Personal information
- Full name: William Lindsay Nicholls
- Born: 2 January 1981 (age 45)
- Original team: Geelong Falcons
- Draft: 69th, 1999 AFL draft
- Height: 184 cm (6 ft 0 in)
- Weight: 86 kg (190 lb)

Playing career^{1}
- Years: Club / Games (Goals)
- 2001: Hawthorn / 06 (5)
- 2003–2004: Richmond / 10 (2)
- Total:  / 16 (7)
- ^{1} Playing statistics correct to the end of 2004.

Career highlights
- VFL premiership player: 2001;

= Bill Nicholls (Australian footballer) =

Australian rules footballer

William Lindsay Nicholls (born 2 January 1981) is a former Australian rules footballer who played with Hawthorn and Richmond in the Australian Football League (AFL).

Nicholls, who was just 15 when he began playing at North Shore in Geelong, was recruited from the Falcons late in the 1999 AFL draft. He had a memorable debut in 2001 for Hawthorn with 17 disposals and three goals against Geelong at Docklands Stadium and finished the year with an elimination final appearance.

With a hamstring injury keeping him out of action in 2002, Nicholls nominated for the 2002 AFL draft and was picked up by Richmond with the 47th selection. Injuries continued to restrict him and he could only manage 10 games in his two seasons. Nicholls retired from football at the end of the 2004 season.
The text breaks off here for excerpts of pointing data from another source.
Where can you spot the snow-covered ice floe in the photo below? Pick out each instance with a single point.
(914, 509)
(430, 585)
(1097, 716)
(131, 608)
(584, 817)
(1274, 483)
On 18 June 2012, a twenty-six-year-old man was shot outside Nicholls's home in Corio. Nicholls was arrested and questioned by the police over the shooting but later released. In April 2013 he was arrested by the Victoria Police Special Operations Group and subsequently charged over both the June 2012 incident and another shooting in January 2013. In February 2015 he was found guilty of shooting two men. On 23 March 2015 he was sentenced to 11 years (8 years minimum before parole) in jail.